5 The SAR in this case describes admissions and claims of responsibility for terrorist attacks made by MEK officials, sometimes in the form of press statements or summaries/transcripts of MEK radio broadcasts. See, e.g., SAR 2, 8, 9, 10, 11, 12, 13, 14, 15. To that extent the government relied on petitioner's self-description in determining that it is a "foreign terrorist organization." The statutory scheme clearly does not envision, however, that an organization will be given notice of a contemplated designation or any opportunity to participate formally in the process by which the designation is made. Inter alia, such notice would undermine the effective operation of 18 U.S.C. 2339B(a)(2) (Supp. IV 1998), which freezes funds in which a designated foreign terrorist organization holds an interest, by enabling the organization to remove the funds prior to the designation.

6 Petitioner's current arguments (Pet. 20-21) from the SAR regarding the extent of its contacts with the United States were not presented to the court of appeals, and this Court should not consider them in the first instance. Petitioner will have the opportunity to present those arguments in connection with its pending petition for review of the 1999 redesignation of petitioner as a foreign terrorist organization. See Pet. 7-8 n.2.

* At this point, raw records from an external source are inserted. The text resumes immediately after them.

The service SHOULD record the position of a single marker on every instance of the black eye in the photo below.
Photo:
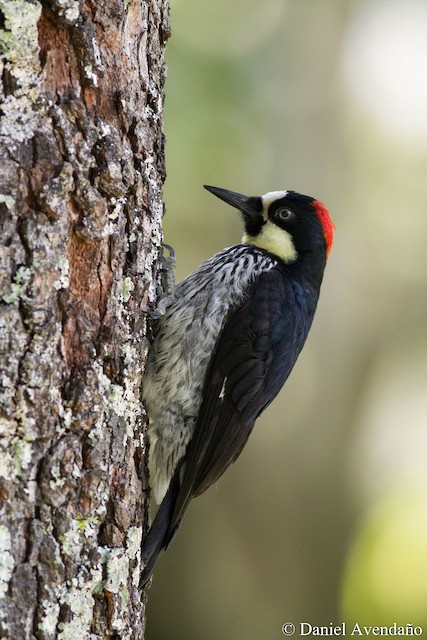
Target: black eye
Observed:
(284, 214)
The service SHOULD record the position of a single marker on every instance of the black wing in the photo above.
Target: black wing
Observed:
(255, 353)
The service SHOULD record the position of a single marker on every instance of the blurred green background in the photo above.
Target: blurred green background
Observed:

7 The court of appeals in the instant case stated that "[b]ecause the issue [wa]s not before [it], [it would] not decide whether § 1189 deprives those in the United States of some constitutional right if they are members of, or wish to donate money to, an organization designated by the Secretary." Pet. App. 10a n.6. For the reasons stated by the Ninth Circuit in Humanitarian Law Project, the statutory ban on donations of money to designated foreign terrorist organizations does not violate a would-be donor's First Amendment rights. Furthermore, federal law does not prohibit persons within the United States from becoming "members" of such an organization, so long as membership does not entail the provision of material support.